Cooperation in a cold climate
NEO has become the world’s first invasive BCI to go commercial, but scientists interviewed by _MIT Technology Review_ caution against comparing Chinese and US efforts through the lens of a race.
A race implies an endpoint, but it is hard to say where that is for the development of BCIs, says Nick Ramsey, a neuroscientist at Radboud University Nijmegen in the Netherlands. Also, the US and China have fundamentally different visions, Sun says. The US is primarily concerned with being the first to do something and achieving state-of-the-art performance, while winning to China means capturing more consumers and using technology to deliver solutions on a societal scale.
“Being exceptional and being accessible are two diametrically opposed definitions of winning,” Sun says.

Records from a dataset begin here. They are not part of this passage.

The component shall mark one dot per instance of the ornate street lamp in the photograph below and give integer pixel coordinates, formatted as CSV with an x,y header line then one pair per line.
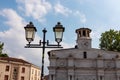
x,y
30,30
58,30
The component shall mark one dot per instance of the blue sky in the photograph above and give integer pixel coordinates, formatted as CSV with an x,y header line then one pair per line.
x,y
98,15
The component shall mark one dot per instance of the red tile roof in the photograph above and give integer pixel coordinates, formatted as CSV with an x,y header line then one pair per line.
x,y
14,59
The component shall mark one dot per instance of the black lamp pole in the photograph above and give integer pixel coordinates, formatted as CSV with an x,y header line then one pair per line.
x,y
45,44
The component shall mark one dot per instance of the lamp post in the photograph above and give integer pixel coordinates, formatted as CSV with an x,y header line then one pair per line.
x,y
30,30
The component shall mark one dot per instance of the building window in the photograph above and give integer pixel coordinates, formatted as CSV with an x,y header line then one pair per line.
x,y
23,70
7,68
6,77
22,78
84,54
84,33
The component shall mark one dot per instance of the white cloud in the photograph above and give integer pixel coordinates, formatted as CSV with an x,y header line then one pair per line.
x,y
62,10
35,8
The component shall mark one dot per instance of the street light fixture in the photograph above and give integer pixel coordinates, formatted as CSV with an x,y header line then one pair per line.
x,y
58,30
30,30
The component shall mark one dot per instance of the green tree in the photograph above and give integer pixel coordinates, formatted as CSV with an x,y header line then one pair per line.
x,y
1,49
110,40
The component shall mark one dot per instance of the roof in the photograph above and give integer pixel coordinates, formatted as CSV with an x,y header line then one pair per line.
x,y
14,59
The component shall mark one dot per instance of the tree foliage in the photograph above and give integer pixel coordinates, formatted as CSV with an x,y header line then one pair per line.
x,y
110,40
1,49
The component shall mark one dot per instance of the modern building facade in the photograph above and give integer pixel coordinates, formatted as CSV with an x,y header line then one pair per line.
x,y
18,69
84,62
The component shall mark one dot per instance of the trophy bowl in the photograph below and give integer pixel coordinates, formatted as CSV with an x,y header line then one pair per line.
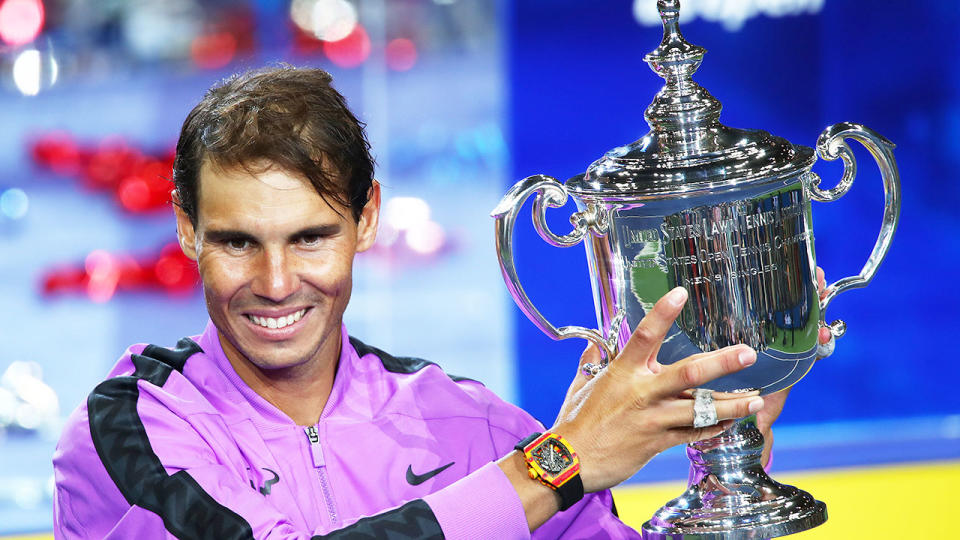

In fact, neurotechnology has emerged as a rare tech sector where US-China collaboration is still happening despite geopolitical tensions. The US company Axoft, based in Cambridge, Massachusetts, says it has teamed up with a Chinese company and a hospital in Shanghai to test its BCI on four patients in China and has plans to expand its trials in the country.
Looking forward, China’s BCI industry is expected to speed up its growth over the next five years thanks to strong government support. “There is no comparable national-level ambition or coordinated map elsewhere in the world at the moment,” says Singh.
More BCIs are also in the pipeline for domestic approval in the country, including Beinao-1, developed by the Chinese Institute for Brain Research in Beijing and its affiliated startup, NeuCyber NeuroTech. The device, which sits on the dura mater, is designed to help those who have movement and speech difficulties due to spinal cord injuries or amyotrophic lateral sclerosis. These candidates could get the green light as early as 2028, Singh says.